7 thoughts on “Thoughts: Republic Commando.

  1. Josher says:

    Did you ever play the Jedi Knight games?

  2. hentzau says:

    I think I played a demo of Mysteries of the Sith when I was 13.

    (I actually have all of them on Steam but while I enjoyed Dark Forces, the rest of them have not aged well at all.)

    • innokenti says:

      I think the original Jedi Knight is quite solid, but just the light-saber play in JK2 and Jedi Academy I think manages to carry those games further in terms of replayability. I think the the Dark Forces games are superior, but I will replay JK2 and JA rather than them.

  3. Masked Dave says:

    Pretty fair I suppose, but I think the lows you mention mattered more to you than me for hampering of enjoyment.
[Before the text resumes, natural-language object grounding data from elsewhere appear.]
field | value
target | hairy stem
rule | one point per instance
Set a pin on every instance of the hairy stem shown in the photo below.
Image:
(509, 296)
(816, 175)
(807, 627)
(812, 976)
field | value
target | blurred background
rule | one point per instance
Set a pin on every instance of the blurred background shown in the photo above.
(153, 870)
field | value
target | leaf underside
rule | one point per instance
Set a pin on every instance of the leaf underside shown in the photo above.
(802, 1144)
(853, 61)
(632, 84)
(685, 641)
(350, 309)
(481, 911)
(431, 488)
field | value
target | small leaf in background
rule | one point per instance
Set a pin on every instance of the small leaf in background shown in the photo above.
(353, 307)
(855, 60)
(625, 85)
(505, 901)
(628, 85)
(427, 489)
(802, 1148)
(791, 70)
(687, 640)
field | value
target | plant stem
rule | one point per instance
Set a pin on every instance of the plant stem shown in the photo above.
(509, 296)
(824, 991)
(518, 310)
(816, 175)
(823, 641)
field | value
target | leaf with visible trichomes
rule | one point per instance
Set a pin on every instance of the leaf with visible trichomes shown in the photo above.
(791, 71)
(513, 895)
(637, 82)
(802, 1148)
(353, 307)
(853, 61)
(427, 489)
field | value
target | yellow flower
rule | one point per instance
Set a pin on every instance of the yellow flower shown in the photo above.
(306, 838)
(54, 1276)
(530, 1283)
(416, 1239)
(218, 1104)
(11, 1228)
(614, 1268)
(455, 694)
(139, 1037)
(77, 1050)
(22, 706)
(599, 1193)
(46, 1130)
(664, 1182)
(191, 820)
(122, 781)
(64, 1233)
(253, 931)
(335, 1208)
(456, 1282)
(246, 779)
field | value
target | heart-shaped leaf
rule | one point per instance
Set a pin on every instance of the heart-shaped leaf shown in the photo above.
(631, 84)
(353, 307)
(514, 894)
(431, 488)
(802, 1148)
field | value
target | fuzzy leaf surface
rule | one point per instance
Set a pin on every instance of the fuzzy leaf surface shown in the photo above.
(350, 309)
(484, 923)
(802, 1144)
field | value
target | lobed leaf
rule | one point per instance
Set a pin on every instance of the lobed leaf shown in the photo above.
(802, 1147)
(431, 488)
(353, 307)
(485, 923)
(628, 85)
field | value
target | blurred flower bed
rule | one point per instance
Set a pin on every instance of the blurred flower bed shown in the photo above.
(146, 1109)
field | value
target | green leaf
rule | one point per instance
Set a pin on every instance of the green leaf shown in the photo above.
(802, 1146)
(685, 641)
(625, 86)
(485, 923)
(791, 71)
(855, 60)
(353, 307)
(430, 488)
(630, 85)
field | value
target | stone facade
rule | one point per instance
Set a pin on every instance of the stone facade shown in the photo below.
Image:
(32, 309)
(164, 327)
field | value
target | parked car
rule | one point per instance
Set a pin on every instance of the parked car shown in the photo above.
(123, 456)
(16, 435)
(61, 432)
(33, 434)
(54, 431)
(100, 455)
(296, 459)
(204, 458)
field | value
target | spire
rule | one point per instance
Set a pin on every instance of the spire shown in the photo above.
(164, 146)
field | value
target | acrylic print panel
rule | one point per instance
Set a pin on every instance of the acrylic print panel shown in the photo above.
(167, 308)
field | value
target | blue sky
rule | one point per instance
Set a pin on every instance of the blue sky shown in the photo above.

    My overriding memory is laying on the floor staring through a red tinted view at a wall as the sounds of massive combat went on around me, willing my team through to victory so they could some and save me. Something about the squad dynamic made every moment like that feel very powerful emotionally.

    • hentzau says:

      Those were definitely the best parts of the game, and the reason why I’m not calling Republic Commando a dreary slog through a series of identikit grey corridors and brown canyons. It’s a game with one good idea which would normally doom it to mediocrity, but in this case that idea is just about strong enough to carry the whole weight of the rest of it on its shoulders.

  4. innokenti says:

    I must admit that I didn’t struggle with the scavanger droids, however annoying they were. But yes, it is a hard game, and the satisfactory kind of hard and I think that even the rinse-repeat of the situations you found yourself in and how you solved them with your squad kept it going again and again. I’ve re-played it a few times now and I still enjoy that comforting almost puzzle-like challenge.

    Yes, when it becomes a plain shooter it is not hugely remarkable, but as a whole it does work.

    Still, looks like you enjoyed it despite the flaws. It would be pretty nice if those mechanics were used again somewhere. Sadly Imperial Commando has never turned up…

  5. psyman says:

    I have to disagree with criticism of the mission design. The very long levels are what made RC so special and unique even to this day.

    Each ~2.5 hour mission really allows players to immerse themselves; I felt such a grand sense of achievement from overcoming adversity with my squad due to the epic uninterrupted level design.

    It’s so satisfying and genuinely emotionally moving being able to trace back over all the highs & lows of the journey that my squad had slogged through.

    Those same feelings just wouldn’t be evoked if RC had a dozen brief missions instead. So many action games have short levels these days, I would love for more to be like RC. The only other similar game I’ve played is Mass Effect 1, while ME2 & 3 both had very short missions.